On Thu, Nov 26, 2009 at 11:51 PM, Esé <
opusdp...@gmail.com> wrote:
> Hey folks,
>
> I have an interesting question regarding data partitioning via keys.
> To simplify the problem down to its essentials, let's say I am trying
> to find the # of unique viewers per channel from a stream of tuples
[...]
> However, I am wondering whether it's possible to get around this issue
> by somehow spreading the tuple aggregation to multiple reducers as an
> intermediate step - i.e. for example via grouping by (channelId + some
> other key), summing up by channel id and *then* as a final step,
> grouping by channelid for the final sum.
>
> Just wondering if this makes sense or is there some easy solution or
> primitive in cascading I can use.
The simplest thing you can do here is adding some sort of hash value
for every row (based on visitor id) - c, v, h - for example, h = v %
SOME_MAGICAL_NUMBER_N.
Then you do group by (c, h), make count, group by (c), make sum.

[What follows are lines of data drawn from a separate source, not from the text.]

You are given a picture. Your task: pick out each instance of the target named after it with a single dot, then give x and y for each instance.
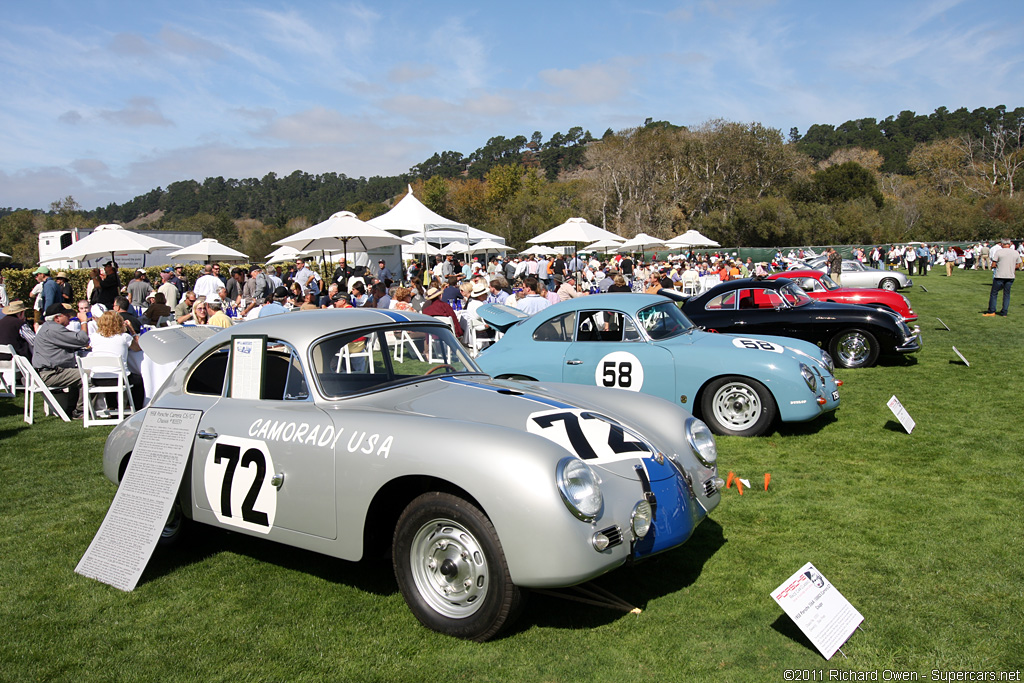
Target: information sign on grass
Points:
(901, 414)
(818, 608)
(132, 526)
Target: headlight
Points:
(641, 518)
(701, 441)
(812, 383)
(580, 488)
(828, 361)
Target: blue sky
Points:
(105, 100)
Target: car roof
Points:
(298, 328)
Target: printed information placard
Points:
(822, 613)
(248, 354)
(132, 526)
(901, 414)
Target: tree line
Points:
(948, 175)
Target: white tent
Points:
(540, 251)
(283, 254)
(410, 215)
(690, 239)
(108, 240)
(574, 229)
(207, 250)
(602, 246)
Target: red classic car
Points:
(821, 287)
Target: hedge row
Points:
(19, 283)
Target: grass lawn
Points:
(922, 532)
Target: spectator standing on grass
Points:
(1007, 261)
(835, 262)
(168, 289)
(950, 261)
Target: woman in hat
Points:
(113, 337)
(438, 308)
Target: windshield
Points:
(828, 283)
(352, 363)
(794, 295)
(664, 321)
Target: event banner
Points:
(138, 514)
(822, 613)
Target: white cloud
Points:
(139, 112)
(590, 84)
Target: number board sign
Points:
(248, 365)
(901, 414)
(822, 613)
(129, 532)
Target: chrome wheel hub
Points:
(736, 406)
(450, 568)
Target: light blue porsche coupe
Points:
(643, 342)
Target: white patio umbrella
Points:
(691, 239)
(540, 251)
(410, 215)
(337, 232)
(576, 230)
(418, 249)
(108, 240)
(602, 245)
(640, 242)
(283, 254)
(487, 246)
(207, 250)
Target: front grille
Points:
(614, 536)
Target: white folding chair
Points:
(92, 368)
(444, 352)
(8, 373)
(345, 355)
(34, 384)
(398, 341)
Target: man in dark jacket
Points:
(53, 355)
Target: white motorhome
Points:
(53, 241)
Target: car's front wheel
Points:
(854, 348)
(737, 407)
(451, 568)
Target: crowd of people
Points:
(110, 317)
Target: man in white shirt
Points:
(208, 284)
(302, 274)
(532, 302)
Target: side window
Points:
(557, 329)
(725, 301)
(207, 377)
(283, 377)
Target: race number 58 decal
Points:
(590, 435)
(758, 344)
(238, 483)
(620, 370)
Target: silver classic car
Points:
(366, 430)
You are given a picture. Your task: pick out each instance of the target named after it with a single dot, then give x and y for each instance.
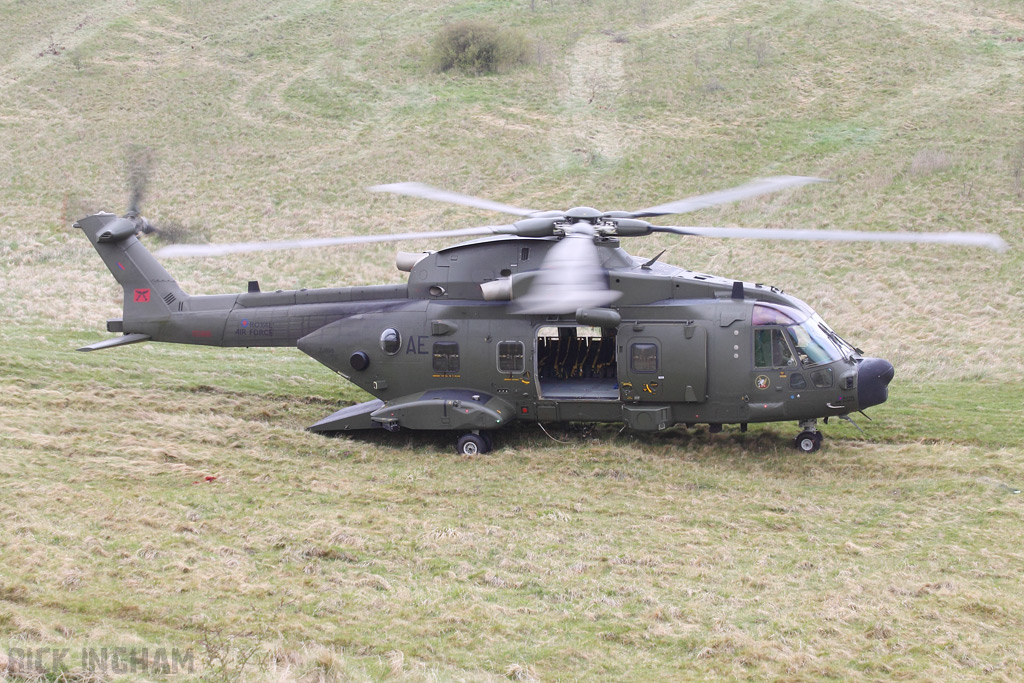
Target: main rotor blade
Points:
(985, 240)
(754, 188)
(426, 191)
(569, 279)
(176, 251)
(138, 166)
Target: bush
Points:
(477, 47)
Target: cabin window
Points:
(822, 378)
(643, 357)
(771, 350)
(511, 357)
(445, 356)
(390, 341)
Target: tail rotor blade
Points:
(985, 240)
(754, 188)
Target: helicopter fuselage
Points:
(449, 349)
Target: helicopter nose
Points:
(873, 377)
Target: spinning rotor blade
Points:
(754, 188)
(175, 251)
(138, 165)
(569, 279)
(986, 240)
(426, 191)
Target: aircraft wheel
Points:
(808, 441)
(473, 444)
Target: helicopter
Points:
(543, 319)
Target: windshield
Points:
(813, 340)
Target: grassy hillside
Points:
(685, 555)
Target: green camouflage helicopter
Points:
(545, 319)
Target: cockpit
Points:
(783, 336)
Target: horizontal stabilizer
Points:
(117, 341)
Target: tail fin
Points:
(151, 295)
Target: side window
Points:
(771, 349)
(445, 356)
(511, 357)
(643, 357)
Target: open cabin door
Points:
(663, 363)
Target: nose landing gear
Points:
(809, 439)
(473, 443)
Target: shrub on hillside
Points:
(477, 47)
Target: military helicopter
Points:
(543, 319)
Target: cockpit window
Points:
(770, 349)
(814, 342)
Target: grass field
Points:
(892, 554)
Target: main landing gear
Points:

Experiment with SOME_MAGICAL_NUMBER_N for best result. Note that you
can just write a specific partitioner for task #1 if you were using
regular Hadoop without Cascading, so I wondered some time ago if there
are some grand plans to introduce custom partitioning schemes to
Cascading:
http://groups.google.com/group/cascading-user/browse_thread/thread/bcc0bebc72959a3/9997a916a8d09b4b
--
WBR, Mikhail Yakshin